The Rising Path is part of the Understanding Plant Diversity Project which aims to revitalise the contemporary relevance of the Systematic Beds for researchers, teachers and visitors by offering exciting new ways to explore plant taxonomy.
The path winds up to a viewing platform. From there visitors can to see for the first time the full extent and layout of the Systematic Beds from a three-metre high vantage point.
On the deck and balustrade interpretation highlights the evolutionary innovations that allowed plants to leave water for life on land and proliferate into the 400,000 species known today.
Beneath the path, an installation expands on the twin educational purpose of the Systematic Beds: how to look at plants and how to organise those plants in order to provide a robust framework for research and understanding.

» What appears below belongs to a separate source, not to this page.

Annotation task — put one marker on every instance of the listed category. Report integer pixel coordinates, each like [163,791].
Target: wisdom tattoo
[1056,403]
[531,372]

The design is inspired by plant cell structures and invites visitors to explore family resemblances by identifying shared physical features - the approach by which the Systematic Beds were laid out in
1846 - and also to understand the plant family
tree in today’s post-Darwin evolutionary context.
A relief model of the Systematic Beds highlights areas of convergence and divergence of both approaches, charting how scientific understanding has changed.
Interactive elements including relief rubbings, stem-shape sorters, a plant building activity, a seed abacus, a nature table and a crawl-through of underground root shapes, encourages an active approach to observing plants.
The interpretation artwork draws widely from the collections of the University of Cambridge, including Charles Darwin’s pressed plant material from his voyage on HMS Beagle in the University Herbarium and Edward Lear’s Nonsense Botany in the University Library.